Diagnostic Reading #32: Five “Must Read” Articles on HIT and Radiology
In the news: bringing other ologies into enterprise imaging; radiology salaries are dropping.
This week’s articles in Diagnostic Reading include: AI spending in medical imaging is projected to rise; leading healthcare provider shares strategies for enterprise imaging; demand is up but salaries are down in radiology; how variation of imaging protocols can be reduced; and what radiologists should know about male breast disease.
Radiology spending on AI expected to surpass $2B by 2023 – Health Imaging
Spending on artificial intelligence (AI) in medical imaging is expected to continually trend upward, with a new report forecasting world expenditures to total more than $2 billion by 2023. The recent report by Signify Research, an independent global healthcare technology consultancy, placed 2018 revenue forecasts for deep learning alone at around $200 million. That number is expected to climb up around $1.5 billion by 2023. Learn how AI can increase the value of your enterprise imaging platform.
How can you bring other ‘ologies’ into enterprise imaging? – Everything Rad
Radiology is well established as the leader in imaging: routinely capturing, storing, and viewing diagnostic images. However, many healthcare providers struggle with adding other ologies to their enterprise imaging platform. In their blog, Reggio Emilia Hospital shares their three strategies to bring other ologies into the enterprise imaging platform.

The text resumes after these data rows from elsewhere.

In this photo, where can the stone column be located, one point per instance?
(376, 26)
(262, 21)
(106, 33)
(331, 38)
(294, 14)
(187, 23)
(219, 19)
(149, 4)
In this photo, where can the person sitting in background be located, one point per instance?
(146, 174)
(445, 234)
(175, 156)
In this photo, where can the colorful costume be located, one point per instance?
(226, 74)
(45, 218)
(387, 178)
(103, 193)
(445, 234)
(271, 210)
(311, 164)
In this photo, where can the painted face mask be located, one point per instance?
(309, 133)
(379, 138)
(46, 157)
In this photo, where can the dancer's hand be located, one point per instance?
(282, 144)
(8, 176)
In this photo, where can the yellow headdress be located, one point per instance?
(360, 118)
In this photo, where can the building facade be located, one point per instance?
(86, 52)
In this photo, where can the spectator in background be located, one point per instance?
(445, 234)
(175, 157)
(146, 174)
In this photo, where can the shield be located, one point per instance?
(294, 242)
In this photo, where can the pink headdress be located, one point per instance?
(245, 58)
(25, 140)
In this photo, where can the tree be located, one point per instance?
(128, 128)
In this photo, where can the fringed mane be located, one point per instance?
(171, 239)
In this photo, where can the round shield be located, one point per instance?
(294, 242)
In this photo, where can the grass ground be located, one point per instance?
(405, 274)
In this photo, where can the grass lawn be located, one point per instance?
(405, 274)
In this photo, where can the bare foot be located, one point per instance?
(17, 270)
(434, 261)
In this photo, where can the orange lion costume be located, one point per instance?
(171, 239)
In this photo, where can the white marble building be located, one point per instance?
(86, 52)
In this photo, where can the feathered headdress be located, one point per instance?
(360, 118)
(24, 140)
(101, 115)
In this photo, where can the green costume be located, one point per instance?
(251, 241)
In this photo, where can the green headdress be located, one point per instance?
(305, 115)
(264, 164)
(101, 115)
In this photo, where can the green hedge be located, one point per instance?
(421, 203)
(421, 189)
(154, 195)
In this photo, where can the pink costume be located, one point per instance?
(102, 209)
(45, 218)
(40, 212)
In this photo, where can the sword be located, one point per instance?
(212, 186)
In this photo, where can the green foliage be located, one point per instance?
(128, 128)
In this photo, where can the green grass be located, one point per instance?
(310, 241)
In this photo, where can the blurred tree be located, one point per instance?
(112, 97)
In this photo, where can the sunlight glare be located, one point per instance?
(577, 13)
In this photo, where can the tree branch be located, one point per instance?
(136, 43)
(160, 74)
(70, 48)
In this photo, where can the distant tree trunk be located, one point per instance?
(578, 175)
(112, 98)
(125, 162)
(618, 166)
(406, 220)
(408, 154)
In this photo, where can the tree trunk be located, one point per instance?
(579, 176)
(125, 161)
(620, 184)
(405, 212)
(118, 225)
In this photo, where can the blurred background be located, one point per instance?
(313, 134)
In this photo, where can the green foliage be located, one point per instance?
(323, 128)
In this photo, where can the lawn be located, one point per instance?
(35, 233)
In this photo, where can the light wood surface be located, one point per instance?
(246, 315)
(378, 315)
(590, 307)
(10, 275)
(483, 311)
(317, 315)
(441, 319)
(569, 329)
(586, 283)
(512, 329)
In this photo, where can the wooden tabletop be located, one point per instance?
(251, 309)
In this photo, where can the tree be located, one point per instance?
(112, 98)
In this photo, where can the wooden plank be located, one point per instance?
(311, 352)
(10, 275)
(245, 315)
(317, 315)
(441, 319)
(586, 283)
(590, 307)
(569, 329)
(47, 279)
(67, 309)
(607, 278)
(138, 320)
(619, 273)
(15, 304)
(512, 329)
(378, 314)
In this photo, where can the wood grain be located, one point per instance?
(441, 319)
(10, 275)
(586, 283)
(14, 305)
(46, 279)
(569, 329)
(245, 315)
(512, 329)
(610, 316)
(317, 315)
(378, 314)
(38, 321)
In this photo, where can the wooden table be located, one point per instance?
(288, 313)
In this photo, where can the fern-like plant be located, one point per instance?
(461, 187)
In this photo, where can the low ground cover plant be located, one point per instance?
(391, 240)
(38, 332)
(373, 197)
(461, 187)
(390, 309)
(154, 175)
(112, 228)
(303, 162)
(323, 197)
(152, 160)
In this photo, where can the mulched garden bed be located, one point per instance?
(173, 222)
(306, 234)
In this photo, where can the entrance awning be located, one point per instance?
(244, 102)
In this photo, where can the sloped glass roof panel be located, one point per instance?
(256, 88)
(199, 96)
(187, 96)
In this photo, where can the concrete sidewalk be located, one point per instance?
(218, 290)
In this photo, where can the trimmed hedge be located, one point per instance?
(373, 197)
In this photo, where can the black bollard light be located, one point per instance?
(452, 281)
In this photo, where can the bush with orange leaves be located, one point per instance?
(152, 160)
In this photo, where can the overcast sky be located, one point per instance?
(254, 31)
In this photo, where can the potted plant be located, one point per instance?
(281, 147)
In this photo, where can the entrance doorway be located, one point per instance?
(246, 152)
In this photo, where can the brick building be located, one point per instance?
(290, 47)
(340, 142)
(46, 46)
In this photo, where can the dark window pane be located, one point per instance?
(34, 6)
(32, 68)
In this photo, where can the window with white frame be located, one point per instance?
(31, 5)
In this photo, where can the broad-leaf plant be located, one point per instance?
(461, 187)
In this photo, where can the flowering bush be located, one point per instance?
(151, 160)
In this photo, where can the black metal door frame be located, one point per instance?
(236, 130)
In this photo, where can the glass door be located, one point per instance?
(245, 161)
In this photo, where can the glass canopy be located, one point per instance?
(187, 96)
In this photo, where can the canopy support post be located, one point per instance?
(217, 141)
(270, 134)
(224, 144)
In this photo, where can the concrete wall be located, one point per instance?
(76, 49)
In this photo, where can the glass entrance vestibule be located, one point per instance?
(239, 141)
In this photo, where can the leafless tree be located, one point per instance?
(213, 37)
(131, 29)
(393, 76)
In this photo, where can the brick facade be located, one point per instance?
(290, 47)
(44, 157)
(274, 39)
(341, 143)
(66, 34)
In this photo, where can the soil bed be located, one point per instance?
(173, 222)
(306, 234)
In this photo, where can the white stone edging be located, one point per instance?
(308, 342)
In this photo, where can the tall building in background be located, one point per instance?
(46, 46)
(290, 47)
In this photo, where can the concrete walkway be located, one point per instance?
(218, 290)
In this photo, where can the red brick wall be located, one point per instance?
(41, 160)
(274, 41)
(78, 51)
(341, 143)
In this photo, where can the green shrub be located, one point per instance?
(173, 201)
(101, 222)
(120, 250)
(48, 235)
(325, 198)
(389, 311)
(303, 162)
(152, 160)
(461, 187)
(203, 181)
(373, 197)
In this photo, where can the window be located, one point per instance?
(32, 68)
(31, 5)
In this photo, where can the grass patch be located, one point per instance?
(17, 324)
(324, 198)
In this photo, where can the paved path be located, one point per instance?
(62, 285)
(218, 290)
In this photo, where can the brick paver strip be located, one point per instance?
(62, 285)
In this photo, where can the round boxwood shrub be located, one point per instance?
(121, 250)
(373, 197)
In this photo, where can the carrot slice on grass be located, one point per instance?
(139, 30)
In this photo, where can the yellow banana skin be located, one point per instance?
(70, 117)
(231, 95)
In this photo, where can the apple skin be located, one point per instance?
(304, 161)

Demand is up for radiology, but salaries are down 15% – Radiology Business
Radiology is now the fourth most requested physician search assignment, according to a recent report from Merritt Hawkins. The specialty’s average starting salary, however, is down 15 percent—dropping from $436,000 in 2017 to $371,000 in 2018. According to the report, 2018 Review of Physician and Advanced Practitioner Recruiting Incentives, numerous specialties saw year-over-year declines in starting salary, a list that also includes orthopedic surgery, otolaryngology, and urology.

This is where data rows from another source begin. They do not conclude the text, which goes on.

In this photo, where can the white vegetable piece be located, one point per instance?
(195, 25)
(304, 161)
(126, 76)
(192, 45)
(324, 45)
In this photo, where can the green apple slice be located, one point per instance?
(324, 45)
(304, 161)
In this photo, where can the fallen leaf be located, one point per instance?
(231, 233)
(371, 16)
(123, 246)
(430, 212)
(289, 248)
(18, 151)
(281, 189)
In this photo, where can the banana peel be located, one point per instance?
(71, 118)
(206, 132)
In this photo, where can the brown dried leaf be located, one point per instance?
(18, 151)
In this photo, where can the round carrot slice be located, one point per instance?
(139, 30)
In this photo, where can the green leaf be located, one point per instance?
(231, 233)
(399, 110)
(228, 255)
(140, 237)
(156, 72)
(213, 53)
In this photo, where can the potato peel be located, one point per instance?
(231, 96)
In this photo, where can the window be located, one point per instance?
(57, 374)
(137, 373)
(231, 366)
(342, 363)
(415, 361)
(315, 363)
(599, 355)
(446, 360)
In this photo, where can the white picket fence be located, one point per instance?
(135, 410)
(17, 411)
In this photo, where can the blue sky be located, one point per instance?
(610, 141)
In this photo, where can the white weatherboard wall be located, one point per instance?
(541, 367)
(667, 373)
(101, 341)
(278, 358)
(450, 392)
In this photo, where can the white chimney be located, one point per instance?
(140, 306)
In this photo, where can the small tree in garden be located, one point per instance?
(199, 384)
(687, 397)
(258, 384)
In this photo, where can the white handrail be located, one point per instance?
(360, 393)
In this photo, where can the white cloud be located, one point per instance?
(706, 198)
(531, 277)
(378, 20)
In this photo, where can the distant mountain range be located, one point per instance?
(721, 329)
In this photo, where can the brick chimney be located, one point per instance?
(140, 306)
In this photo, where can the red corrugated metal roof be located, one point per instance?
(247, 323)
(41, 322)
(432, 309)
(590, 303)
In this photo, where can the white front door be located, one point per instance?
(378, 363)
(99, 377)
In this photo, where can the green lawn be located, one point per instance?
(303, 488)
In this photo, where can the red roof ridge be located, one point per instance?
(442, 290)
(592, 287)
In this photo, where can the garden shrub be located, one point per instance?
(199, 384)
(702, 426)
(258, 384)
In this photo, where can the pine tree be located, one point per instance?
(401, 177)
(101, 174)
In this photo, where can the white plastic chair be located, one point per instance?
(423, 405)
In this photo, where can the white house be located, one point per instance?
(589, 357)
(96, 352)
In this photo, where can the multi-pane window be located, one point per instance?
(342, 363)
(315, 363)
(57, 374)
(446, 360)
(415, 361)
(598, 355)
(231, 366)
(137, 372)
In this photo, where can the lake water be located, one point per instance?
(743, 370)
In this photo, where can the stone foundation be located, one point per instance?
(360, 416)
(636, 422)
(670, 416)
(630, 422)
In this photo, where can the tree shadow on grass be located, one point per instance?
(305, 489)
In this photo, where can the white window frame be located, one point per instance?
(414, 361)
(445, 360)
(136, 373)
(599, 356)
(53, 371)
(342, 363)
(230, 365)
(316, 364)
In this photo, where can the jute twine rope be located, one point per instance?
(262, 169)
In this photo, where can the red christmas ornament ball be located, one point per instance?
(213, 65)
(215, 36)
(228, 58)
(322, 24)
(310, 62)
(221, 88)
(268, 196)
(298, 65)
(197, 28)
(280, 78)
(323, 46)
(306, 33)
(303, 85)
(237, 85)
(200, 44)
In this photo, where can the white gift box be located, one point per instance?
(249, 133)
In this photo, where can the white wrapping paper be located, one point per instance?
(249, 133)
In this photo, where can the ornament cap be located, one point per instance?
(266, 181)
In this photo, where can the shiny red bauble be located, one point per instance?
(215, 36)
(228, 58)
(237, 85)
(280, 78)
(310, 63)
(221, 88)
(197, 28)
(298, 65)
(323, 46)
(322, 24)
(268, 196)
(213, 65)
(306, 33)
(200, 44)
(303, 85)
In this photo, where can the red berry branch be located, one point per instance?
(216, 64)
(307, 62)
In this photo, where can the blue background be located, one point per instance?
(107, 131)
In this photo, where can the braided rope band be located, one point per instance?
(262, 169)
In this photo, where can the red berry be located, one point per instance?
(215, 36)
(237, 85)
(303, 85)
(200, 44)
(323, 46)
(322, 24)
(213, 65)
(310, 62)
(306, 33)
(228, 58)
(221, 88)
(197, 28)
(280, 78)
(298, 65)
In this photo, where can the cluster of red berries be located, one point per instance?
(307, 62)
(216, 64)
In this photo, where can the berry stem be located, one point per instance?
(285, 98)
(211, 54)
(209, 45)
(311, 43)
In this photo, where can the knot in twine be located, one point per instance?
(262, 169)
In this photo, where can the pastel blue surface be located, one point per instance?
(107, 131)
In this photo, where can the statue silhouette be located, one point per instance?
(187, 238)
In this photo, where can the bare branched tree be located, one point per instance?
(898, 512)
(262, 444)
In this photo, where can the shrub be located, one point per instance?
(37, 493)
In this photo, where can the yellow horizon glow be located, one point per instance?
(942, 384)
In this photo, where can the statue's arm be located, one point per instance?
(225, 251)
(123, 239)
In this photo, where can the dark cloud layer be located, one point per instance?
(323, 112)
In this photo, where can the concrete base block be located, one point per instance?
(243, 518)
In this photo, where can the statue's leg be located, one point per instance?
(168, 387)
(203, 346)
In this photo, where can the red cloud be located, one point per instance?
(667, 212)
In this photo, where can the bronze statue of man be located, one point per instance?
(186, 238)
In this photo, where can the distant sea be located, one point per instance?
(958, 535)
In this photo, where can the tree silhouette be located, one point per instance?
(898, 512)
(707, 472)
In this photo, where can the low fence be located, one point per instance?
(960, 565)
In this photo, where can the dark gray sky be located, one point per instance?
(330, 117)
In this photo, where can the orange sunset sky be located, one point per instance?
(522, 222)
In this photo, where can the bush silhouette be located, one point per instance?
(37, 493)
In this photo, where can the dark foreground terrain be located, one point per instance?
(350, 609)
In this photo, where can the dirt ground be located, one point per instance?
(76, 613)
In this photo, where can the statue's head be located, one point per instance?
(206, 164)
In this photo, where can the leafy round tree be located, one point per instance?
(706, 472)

A structured, quality improvement process consisting of collaborative, consensus-based decision-making and conflict resolution strategies can eliminate unwarranted variation in CT and MRI protocols at academic medical centers with multisite radiology practices, according to recently published research in the Journal of the American College of Radiology.
4 things every radiologist should know about male breast disease – Radiology Business
Male breast cancer is rare, making up less than 1 percent of all breast cancers. However, radiologists and all imaging professionals must have as much up-to-date information on the detection and treatment of male breast cancer as possible, including care recommendations and risk factors.